Neutralizing-antibody-independent SARS-CoV-2 control correlated with intranasal-vaccine-induced CD8

Effective vaccines are essential for the control of the COVID-19 pandemic. Currently-developed vaccines inducing SARS-CoV-2 spike (S) antigen-specific neutralizing antibodies (NAbs) are effective, but the appearance of NAb-resistant S variant viruses is of great concern. A vaccine inducing S-independent or NAb-independent SARS-CoV-2 control may contribute to containment of these variants. Here, we investigate the efficacy of an intranasal vaccine expressing viral non-S antigens against intranasal SARS-CoV-2 challenge in cynomolgus macaques. Seven vaccinated macaques exhibit significantly reduced viral load in nasopharyngeal swabs on day 2 post-challenge compared to nine unvaccinated controls. The viral control in the absence of SARS-CoV-2-specific NAbs is significantly correlated with vaccine-induced viral antigen-specific CD8+ T-cell responses.
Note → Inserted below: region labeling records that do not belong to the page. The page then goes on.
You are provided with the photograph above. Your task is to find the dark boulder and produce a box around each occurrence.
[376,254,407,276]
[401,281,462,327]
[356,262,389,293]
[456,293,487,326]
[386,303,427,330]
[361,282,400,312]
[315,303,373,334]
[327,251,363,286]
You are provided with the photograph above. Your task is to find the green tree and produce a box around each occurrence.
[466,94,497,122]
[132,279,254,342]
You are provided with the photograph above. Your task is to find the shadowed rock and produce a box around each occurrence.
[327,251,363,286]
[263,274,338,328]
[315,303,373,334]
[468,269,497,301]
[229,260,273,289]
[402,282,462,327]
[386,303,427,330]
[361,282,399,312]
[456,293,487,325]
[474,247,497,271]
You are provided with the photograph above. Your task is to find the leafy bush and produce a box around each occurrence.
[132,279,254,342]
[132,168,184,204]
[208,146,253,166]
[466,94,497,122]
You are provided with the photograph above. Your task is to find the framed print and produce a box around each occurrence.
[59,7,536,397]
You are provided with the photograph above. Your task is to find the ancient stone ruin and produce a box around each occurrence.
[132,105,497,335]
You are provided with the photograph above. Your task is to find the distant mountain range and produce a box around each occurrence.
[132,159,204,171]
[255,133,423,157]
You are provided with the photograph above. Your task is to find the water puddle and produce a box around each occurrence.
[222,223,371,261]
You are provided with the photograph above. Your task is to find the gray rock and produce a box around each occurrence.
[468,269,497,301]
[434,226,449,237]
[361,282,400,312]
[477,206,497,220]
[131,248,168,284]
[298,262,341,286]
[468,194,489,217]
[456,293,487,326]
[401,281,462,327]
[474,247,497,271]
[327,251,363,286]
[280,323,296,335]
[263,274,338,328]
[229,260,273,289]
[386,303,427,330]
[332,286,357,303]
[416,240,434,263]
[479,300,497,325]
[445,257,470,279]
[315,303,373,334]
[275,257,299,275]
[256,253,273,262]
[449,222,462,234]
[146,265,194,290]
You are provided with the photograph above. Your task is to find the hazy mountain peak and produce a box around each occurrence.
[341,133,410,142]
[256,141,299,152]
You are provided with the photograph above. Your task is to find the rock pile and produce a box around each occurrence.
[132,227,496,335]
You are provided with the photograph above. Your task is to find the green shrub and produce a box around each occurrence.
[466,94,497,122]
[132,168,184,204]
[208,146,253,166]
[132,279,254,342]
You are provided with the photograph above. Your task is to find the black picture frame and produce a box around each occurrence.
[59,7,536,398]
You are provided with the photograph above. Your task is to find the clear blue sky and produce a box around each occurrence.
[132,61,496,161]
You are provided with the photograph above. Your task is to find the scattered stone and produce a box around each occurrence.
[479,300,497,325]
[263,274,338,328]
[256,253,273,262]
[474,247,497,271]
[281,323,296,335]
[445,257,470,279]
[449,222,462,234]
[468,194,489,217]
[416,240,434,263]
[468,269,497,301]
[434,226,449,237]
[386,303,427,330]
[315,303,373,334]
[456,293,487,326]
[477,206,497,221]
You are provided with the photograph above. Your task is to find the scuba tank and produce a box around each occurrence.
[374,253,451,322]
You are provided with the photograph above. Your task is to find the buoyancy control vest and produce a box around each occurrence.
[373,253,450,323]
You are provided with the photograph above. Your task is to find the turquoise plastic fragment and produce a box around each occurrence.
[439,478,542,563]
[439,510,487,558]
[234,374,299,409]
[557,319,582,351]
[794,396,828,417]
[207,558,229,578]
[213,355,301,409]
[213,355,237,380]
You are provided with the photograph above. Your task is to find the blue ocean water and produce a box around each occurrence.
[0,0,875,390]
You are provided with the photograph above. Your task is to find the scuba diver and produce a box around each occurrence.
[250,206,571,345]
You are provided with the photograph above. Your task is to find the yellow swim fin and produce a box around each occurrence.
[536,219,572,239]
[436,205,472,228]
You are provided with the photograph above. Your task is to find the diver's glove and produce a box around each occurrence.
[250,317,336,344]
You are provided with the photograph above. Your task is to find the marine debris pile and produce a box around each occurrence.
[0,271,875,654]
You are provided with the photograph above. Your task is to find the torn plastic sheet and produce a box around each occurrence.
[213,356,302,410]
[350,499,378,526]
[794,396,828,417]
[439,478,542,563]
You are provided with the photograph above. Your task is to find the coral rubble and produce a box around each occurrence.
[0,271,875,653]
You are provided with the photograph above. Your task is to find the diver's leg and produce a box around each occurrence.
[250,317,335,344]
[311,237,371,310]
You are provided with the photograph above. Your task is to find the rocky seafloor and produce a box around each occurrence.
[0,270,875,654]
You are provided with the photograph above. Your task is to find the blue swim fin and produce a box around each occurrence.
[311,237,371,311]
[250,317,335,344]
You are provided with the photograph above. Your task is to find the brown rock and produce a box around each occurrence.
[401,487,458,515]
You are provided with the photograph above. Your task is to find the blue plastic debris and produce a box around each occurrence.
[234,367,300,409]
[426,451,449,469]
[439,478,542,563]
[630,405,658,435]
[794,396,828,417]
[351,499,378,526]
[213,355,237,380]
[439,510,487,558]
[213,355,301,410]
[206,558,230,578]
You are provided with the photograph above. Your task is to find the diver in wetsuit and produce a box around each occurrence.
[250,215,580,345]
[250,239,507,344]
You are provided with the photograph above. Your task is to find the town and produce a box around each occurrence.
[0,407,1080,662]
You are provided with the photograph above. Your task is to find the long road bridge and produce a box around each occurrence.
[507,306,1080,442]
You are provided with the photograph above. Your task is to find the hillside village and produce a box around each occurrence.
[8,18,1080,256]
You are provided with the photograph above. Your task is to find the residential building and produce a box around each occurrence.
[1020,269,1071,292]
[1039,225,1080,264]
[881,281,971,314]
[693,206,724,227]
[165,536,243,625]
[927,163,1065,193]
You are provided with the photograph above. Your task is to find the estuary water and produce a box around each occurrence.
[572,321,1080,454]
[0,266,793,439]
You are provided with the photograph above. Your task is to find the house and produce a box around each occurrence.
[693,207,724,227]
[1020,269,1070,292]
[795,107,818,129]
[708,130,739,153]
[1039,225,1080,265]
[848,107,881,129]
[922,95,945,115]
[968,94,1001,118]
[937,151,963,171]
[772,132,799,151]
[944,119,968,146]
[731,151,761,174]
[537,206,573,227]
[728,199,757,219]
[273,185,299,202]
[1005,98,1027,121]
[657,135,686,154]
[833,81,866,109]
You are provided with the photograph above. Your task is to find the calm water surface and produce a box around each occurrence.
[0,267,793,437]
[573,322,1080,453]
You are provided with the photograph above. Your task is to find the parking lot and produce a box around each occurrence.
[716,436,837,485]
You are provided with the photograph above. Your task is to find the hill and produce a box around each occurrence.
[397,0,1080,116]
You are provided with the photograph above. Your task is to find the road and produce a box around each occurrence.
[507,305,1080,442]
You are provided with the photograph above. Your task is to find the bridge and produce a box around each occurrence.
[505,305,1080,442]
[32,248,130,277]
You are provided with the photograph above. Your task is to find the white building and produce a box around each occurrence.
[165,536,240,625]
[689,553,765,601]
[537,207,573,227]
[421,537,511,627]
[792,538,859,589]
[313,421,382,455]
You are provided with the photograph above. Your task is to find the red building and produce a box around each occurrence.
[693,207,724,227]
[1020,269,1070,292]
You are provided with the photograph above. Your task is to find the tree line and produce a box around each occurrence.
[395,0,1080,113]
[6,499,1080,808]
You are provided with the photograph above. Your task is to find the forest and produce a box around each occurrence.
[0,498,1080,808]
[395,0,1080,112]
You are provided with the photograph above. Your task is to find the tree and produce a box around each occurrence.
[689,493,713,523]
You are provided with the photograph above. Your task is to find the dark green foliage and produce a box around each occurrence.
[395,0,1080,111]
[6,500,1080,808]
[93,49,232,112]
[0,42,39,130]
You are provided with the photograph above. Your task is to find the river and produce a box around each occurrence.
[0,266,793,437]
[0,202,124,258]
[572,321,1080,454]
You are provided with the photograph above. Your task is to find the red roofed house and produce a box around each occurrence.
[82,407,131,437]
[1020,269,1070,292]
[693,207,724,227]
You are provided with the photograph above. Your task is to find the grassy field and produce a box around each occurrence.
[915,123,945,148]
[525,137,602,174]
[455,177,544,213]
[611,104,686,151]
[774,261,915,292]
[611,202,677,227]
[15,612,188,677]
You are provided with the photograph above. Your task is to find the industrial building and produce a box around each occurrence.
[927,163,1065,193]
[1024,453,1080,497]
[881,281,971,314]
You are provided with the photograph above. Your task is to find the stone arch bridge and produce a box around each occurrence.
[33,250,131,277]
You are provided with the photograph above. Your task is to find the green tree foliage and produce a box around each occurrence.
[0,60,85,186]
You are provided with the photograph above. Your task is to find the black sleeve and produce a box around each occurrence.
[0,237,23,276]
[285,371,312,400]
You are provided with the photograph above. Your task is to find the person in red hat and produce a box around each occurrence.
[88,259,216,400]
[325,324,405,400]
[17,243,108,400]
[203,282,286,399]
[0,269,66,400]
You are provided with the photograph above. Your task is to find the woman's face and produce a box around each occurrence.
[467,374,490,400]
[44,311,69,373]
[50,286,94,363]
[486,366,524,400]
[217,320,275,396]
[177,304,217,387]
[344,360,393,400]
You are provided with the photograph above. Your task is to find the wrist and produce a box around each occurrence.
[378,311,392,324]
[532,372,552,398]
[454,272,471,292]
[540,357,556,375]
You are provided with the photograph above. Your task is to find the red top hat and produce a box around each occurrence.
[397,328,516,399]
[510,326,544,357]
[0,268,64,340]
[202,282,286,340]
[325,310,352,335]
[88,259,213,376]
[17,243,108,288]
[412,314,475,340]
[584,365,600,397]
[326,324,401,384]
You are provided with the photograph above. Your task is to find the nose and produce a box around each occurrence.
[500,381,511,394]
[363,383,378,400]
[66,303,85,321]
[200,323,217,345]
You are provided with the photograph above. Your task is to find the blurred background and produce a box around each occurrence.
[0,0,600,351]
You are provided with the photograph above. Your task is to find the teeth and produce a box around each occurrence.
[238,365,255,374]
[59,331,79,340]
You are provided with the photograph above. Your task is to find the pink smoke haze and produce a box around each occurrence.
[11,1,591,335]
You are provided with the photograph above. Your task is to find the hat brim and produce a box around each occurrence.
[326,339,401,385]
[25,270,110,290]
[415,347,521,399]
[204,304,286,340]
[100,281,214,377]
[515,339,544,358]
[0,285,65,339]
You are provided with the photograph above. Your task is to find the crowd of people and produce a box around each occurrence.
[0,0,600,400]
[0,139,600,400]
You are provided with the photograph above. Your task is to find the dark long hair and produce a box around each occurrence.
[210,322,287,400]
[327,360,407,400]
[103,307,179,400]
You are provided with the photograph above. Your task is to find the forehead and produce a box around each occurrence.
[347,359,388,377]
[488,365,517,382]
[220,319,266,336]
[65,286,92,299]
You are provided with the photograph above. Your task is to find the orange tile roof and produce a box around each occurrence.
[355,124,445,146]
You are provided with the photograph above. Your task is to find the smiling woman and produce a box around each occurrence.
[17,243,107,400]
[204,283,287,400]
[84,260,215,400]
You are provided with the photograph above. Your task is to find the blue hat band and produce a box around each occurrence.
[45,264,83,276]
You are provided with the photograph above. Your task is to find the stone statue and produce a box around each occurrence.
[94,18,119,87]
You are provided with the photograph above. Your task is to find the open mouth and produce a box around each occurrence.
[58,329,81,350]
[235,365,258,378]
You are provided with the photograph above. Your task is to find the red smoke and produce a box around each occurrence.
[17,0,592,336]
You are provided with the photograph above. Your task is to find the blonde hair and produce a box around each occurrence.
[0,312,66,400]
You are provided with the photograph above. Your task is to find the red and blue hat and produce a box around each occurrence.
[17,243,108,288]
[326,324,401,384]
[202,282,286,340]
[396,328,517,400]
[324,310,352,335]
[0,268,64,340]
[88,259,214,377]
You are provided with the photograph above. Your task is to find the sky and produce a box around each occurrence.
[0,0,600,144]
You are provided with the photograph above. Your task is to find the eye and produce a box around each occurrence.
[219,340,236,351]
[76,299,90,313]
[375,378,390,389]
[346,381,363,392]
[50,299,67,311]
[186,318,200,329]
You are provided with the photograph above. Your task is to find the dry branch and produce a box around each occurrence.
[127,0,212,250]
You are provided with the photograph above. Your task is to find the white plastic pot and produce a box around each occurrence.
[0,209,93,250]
Our results indicate that CD8+ T-cell induction by intranasal vaccination can result in NAb-independent control of SARS-CoV-2 infection, highlighting a potential of vaccine-induced CD8+ T-cell responses to contribute to COVID-19 containment.
Graphical Abstract
Ishii et al. show neutralization-independent SARS-CoV-2 control associated with vaccine-induced CD8+ T-cell responses, indicating that virus-specific CD8+ T-cell induction by intranasal vaccination can result in SARS-CoV-2 control. Results highlight the potential of vaccine-induced CD8+ T-cell responses to contribute to the control of SARS-CoV-2 variants.